One more glass-coach yet remained to be ascended. I felt not a little wearied; but the sight of land encouraged me. So, like a young stock-broker enrolled a member of the Whitehall Club, I pulled for dear life, and entered the haven of Mrs. Agatha Bradshaw, my

wife's maiden aunt, in Elysium-row, Fulham. The poodle-dog bit the calf of my leg; the servant-maid crammed my best beaver hat into that of a chuckle-headed Blackwell-hall factor, who wore powder and pomatum; and there was boiled mutton for dinner! All this, however, time and an excellent constitution might have enabled me to master. But when Agatha Bradshaw, spinster, began to open the thousand and one sluices of self-love, by occupying our ears with her "Memoirs, Anecdotes, Facts and Opinions," shewing that her butcher was the best of all possible butchers, and her baker the best of all possible bakers reminding us that her father, the late Sir Barnaby Bradshaw, knight and leather-seller, was hand and glove with the butler of the late Lord Ranelagh,-the trees of whose mansion waved sullenly in our view that Mat, the Fulham coach-driver, grew his jokes, and Delve, the market-gardener, his cucumbers, upon hints given by the said late Sir B. B.: and that she, the said Agatha, in answer to a question as to the second series of Sayings and Doings, "read very little English," I could not but mutter to myself, "Will nobody move for an injunction to stay this waste of words? Here is a palpable leaf stolen from the family-tree of another spinster higher up the stream of the same river!"

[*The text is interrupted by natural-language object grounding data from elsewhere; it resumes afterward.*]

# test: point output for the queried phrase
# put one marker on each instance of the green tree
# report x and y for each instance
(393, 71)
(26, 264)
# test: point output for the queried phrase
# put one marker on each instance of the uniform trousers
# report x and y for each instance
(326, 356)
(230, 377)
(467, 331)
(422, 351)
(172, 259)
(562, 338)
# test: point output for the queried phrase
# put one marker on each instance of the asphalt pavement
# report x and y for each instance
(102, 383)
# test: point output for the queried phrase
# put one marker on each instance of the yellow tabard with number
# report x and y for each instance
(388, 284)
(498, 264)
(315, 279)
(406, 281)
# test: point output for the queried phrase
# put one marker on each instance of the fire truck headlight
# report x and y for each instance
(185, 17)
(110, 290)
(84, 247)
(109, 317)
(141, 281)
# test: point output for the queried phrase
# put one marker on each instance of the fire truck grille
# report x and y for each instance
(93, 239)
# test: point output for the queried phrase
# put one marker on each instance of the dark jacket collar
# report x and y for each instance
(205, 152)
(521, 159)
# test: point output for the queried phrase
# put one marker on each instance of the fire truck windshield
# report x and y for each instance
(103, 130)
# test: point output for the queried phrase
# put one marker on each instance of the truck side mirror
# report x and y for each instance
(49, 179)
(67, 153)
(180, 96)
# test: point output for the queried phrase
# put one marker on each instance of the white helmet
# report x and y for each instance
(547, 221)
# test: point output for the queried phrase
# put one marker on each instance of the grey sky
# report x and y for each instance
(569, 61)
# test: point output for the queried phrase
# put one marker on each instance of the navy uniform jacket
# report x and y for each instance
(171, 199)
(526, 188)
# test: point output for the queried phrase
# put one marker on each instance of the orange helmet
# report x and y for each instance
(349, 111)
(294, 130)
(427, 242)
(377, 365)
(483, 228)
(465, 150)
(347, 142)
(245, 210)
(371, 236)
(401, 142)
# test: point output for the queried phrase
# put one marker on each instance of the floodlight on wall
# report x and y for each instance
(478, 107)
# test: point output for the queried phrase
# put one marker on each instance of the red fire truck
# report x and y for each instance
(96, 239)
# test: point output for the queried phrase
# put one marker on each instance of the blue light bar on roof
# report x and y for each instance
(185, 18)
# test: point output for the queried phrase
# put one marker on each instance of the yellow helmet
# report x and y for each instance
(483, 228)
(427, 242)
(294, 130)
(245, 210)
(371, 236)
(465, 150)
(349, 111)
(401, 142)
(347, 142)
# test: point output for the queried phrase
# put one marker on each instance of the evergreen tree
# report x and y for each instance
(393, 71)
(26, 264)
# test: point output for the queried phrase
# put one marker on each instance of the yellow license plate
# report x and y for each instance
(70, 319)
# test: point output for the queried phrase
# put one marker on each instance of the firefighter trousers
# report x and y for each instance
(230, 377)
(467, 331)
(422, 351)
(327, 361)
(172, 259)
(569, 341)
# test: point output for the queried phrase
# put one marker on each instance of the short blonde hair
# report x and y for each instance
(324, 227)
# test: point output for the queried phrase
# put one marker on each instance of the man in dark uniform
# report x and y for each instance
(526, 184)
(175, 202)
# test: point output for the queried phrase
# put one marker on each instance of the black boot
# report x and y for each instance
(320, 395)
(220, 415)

So much for my wife's relations; and, for ought I know, the mischief may not end here. There may be uncles and aunts in the back-ground. It is all very well for my wife: she is made much of: dressed in white satin and flowers, and placed at the right-hand of the lady of the mansion at dinner as a bride; whilst I, as a bridegroom, am thought nothing of at all, but placed, sans ceremonie, at the bottom of the table during this perilous month of March, when the wind cuts my legs in two every time the door opens. I must confess I am not so pleased with Cowper's Works as I used to be. "Domestic happiness" (if every married body's is like mine,) may have "survived the Fall," but it has received a compound fracture in the process. These repeated glasscoaches, not to mention dinners in return, will make a terrible hole in our eight hundred and fifty pounds a-year (my wife will keep calling it a thousand) and all this to entertain or be entertained by people who would not care three straws if I dropped into a soapboiler's vat. It is possible that felicity may reach me at last perhaps when my aunt Edwards' Fitzroy-square gets its two deficient sides and becomes the handsomest square in all London. In the mean time "the grass grows." I say nothing but this I will say, should any thing happen to the present soother of my sorrows, and should I be tempted once more to enter the Temple of Hymen, my advertisement for a new helpmate shall run in the following form: "Wanted a wife whose relations lie in a ring-fence."